2009.06.07 Neuss : Hoeneß-Aus bei Hertha immer wahrscheinlicher

Ein vorzeitiges Ende von Manager Dieter Hoeneß bei Hertha wird immer wahrscheinlicher. Hoeneß und Präsident Werner Gegenbauer können sich im Streit um Kompetenzen nicht einigen.

ssc
Dieter Hoeneß

Für Manager Dieter Hoeneß wird ein vorzeitiges Ende bei Bundesligist Hertha BSC Berlin nach knapp 13 Jahren immer wahrscheinlicher. Auch am Sonntag konnte der Klub im Dauerstreit zwischen Präsident Werner Gegenbauer und dem Manager zunächst keine Einigung verkünden. Das vorzeitige Aus des 56 Jahre alten Hoeneß, der noch Vertrag bis zum 30. Juni 2010 hat, rückt offenbar näher.

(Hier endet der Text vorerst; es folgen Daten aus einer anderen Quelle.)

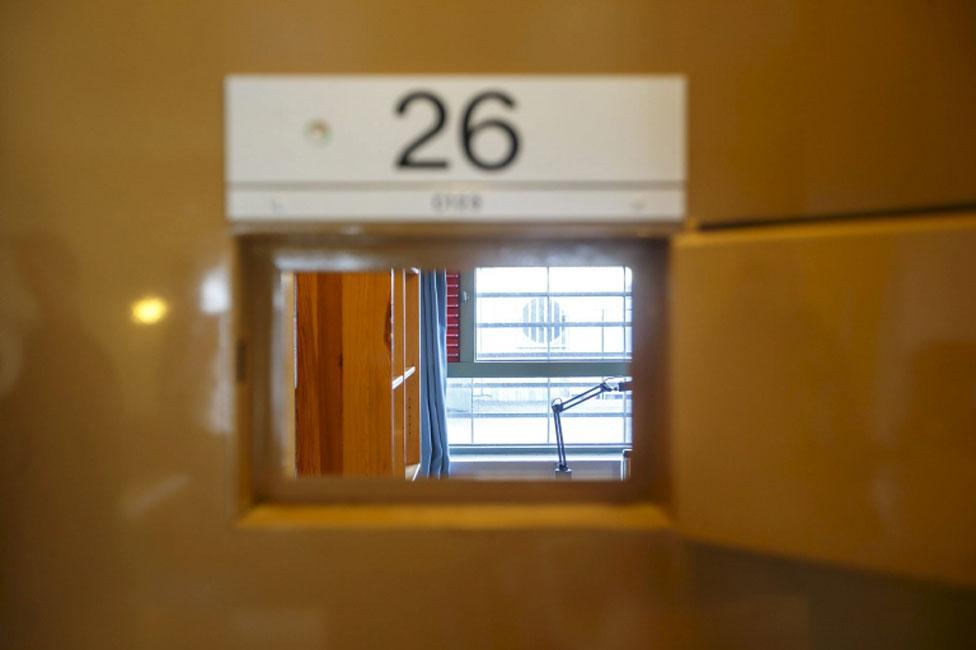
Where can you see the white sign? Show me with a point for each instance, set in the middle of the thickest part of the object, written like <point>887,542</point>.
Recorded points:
<point>444,148</point>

"Ich hoffe auf eine einvernehmliche Lösung", sagte Aufsichtsratsvorsitzender Bernd Schiphorst am Mittag. Am Sonntag sollen sich Hoeneß und Gegenbauer zu einem Gespräch getroffen haben. Der langjährige Manager soll Kompetenzen an Nachfolger Michael Preetz abtreten. Wenn nicht, droht ihm angeblich das Aus. Hoeneß selbst wollte sich am Sonntag zum Stand der Verhandlungen nicht äußern.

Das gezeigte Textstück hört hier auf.